Bericht über 1938, das Pogrom und seine Folgen in Berlin und Hamburg
Paul Dreyfus de Gunzburg, am 13. November 1938 aus Deutschland nach Basel ausgereist, berichtet am 27. November 1938 über die Lage der Juden in Deutschland ab März 1938 und über den Pogrom in Berlin und Hamburg:
27. November 1938
Ein Tatsachenbericht
Vorbemerkung: Man muss davon ausgehen, dass stimmungsmäßig in Deutschland weder die Eroberung Österreichs noch die Inbesitznahme des Sudetenlandes lange gewirkt haben. Die Stimmung bzw. Befriedigung über Österreich hielt noch verhältnismäßig länger vor als beim Sudetenland. Denn die Angst vor dem Kriege war wirklich riesengroß, und die Freude im so genannten Altreich bezog sich auf die Abwendung der Kriegsgefahr und auf nichts anderes. Das alles muss man natürlich im Großen und Ganzen sehen; denn es gibt selbstverständlich immer noch eine Anhängerschaft großen Ausmaßes. Jedoch waren sich maßgebende Kreise, besonders der Propagandaminister, keineswegs im Unklaren über die wahre Stimmung in den Tagen der Kriegsgefahr. Wer persönlich sowohl an jenem Dienstag den Ausmarsch der Truppen aus Berlin, der stundenlang den Verkehr lahmlegte, beobachtet hat und bemerken musste, dass überall gleichmäßig die spalierbildende Bevölkerung mit steinernen Gesichtern dastand und sich auch keine Hand rührte, als auch am darauf folgenden Mittwoch sah, wie die Massen aus den Betrieben zum Lustgarten geführt wurden, ohne einen Laut von sich zu geben, der konnte sich über die Stimmung nicht im Unklaren sein. Unter diesen Umständen ist es kein Wunder, dass man nach der Münchener Konferenz auf der einen Seite nach Sündenböcken wegen der mangelnden Begeisterung gesucht und auf der anderen Seite erwogen hat, wie die Stimmung wieder aufgebügelt werden könnte. Dazu kam, dass tatsächlich Lebensmittel wie Butter, Eier usw. in der letzten Zeit immer knapper wurden. Dementsprechend war schon im Oktober eine immer stärker werdende Welle gegen die Juden zu bemerken.
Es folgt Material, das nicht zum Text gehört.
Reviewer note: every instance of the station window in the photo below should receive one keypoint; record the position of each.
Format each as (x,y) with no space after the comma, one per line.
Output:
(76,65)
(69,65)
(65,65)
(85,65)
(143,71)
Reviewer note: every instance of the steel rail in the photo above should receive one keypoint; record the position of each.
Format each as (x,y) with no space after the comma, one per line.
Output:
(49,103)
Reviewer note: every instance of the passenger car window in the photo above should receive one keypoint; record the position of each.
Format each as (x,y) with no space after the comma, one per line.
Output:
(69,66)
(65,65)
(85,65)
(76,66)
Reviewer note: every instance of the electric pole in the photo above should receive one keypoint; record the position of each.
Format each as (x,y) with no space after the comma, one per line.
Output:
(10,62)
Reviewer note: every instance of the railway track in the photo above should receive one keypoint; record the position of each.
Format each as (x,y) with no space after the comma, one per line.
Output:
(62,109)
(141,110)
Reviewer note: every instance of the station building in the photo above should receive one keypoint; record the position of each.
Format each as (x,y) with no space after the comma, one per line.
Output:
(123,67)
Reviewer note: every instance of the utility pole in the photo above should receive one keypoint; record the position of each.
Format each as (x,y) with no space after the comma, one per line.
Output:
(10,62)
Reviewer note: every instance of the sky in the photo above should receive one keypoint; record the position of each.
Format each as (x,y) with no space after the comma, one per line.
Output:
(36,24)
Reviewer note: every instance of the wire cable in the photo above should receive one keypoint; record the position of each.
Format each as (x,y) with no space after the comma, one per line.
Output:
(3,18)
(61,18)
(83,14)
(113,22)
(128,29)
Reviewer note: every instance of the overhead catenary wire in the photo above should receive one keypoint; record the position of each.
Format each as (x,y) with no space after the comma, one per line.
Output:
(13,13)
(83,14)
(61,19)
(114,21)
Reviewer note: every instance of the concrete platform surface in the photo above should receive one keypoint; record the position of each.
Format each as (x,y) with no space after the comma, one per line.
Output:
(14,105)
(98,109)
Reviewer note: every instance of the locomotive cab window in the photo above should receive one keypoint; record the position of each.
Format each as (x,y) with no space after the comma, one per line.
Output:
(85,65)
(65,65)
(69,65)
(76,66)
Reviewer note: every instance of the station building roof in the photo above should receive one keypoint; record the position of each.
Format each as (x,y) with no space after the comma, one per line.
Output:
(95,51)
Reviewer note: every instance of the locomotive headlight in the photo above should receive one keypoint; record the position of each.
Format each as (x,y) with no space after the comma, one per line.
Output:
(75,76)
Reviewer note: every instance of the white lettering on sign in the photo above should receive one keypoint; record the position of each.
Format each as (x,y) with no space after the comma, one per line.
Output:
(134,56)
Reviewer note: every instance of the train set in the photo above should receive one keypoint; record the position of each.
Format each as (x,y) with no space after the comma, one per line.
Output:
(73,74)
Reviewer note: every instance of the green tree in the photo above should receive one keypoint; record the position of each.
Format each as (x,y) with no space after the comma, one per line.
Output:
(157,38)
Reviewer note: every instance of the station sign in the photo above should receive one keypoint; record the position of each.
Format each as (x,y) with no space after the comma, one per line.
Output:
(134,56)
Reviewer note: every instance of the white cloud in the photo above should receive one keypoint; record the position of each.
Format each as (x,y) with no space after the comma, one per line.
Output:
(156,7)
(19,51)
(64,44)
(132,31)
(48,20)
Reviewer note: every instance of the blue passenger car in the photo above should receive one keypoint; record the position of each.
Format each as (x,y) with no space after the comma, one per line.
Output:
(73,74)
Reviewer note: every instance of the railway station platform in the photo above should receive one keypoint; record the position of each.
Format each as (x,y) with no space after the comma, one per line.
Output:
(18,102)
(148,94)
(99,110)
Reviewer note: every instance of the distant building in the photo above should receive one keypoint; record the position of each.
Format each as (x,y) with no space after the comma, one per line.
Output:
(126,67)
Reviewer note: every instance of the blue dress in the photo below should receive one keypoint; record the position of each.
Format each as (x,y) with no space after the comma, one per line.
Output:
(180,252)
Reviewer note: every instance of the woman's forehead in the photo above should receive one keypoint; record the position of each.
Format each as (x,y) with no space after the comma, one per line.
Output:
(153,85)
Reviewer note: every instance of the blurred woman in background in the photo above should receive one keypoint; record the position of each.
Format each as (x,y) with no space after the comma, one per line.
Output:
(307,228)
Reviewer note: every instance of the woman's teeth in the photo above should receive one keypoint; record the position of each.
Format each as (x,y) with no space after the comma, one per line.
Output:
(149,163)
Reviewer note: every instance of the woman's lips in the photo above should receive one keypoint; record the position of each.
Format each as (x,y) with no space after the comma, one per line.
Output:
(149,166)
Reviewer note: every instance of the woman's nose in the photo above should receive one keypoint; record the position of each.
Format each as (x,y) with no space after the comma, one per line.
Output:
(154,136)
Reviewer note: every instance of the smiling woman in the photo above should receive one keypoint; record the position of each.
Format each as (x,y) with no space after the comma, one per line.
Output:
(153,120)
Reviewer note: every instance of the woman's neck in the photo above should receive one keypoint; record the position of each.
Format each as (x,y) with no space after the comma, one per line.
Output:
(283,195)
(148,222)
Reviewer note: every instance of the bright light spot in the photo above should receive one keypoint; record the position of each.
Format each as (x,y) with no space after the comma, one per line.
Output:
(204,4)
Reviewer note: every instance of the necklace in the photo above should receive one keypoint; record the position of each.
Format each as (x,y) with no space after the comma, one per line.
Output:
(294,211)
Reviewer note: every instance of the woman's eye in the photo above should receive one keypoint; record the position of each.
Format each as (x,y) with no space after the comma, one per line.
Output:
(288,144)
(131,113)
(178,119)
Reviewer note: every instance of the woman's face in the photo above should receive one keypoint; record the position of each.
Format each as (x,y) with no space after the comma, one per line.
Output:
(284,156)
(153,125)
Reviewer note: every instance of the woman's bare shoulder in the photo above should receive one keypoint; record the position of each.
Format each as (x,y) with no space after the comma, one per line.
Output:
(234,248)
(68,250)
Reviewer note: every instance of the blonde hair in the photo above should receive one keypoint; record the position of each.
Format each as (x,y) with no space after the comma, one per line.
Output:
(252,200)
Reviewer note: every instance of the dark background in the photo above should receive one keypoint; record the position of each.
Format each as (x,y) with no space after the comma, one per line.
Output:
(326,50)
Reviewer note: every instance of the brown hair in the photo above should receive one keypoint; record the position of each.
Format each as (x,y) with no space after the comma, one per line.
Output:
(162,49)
Offen und geheim. Maßvoll denkende Persönlichkeiten schüttelten die Achseln, erklärten aber, nichts tun zu können. Den Radikalen aber musste wieder etwas geboten werden. In Berlin nahmen die Lokale zu, die das bekannte Schild »Juden unerwünscht« anmachten oder anmachen mussten. Es gab im Herbst keinen Platz, ja kein Plätzchen mehr, das nicht die Schilder mit den Judenbänken enthielt. Manchmal war es so, dass sich nur das Schild daran befand, aber keine so genannte Judenbank.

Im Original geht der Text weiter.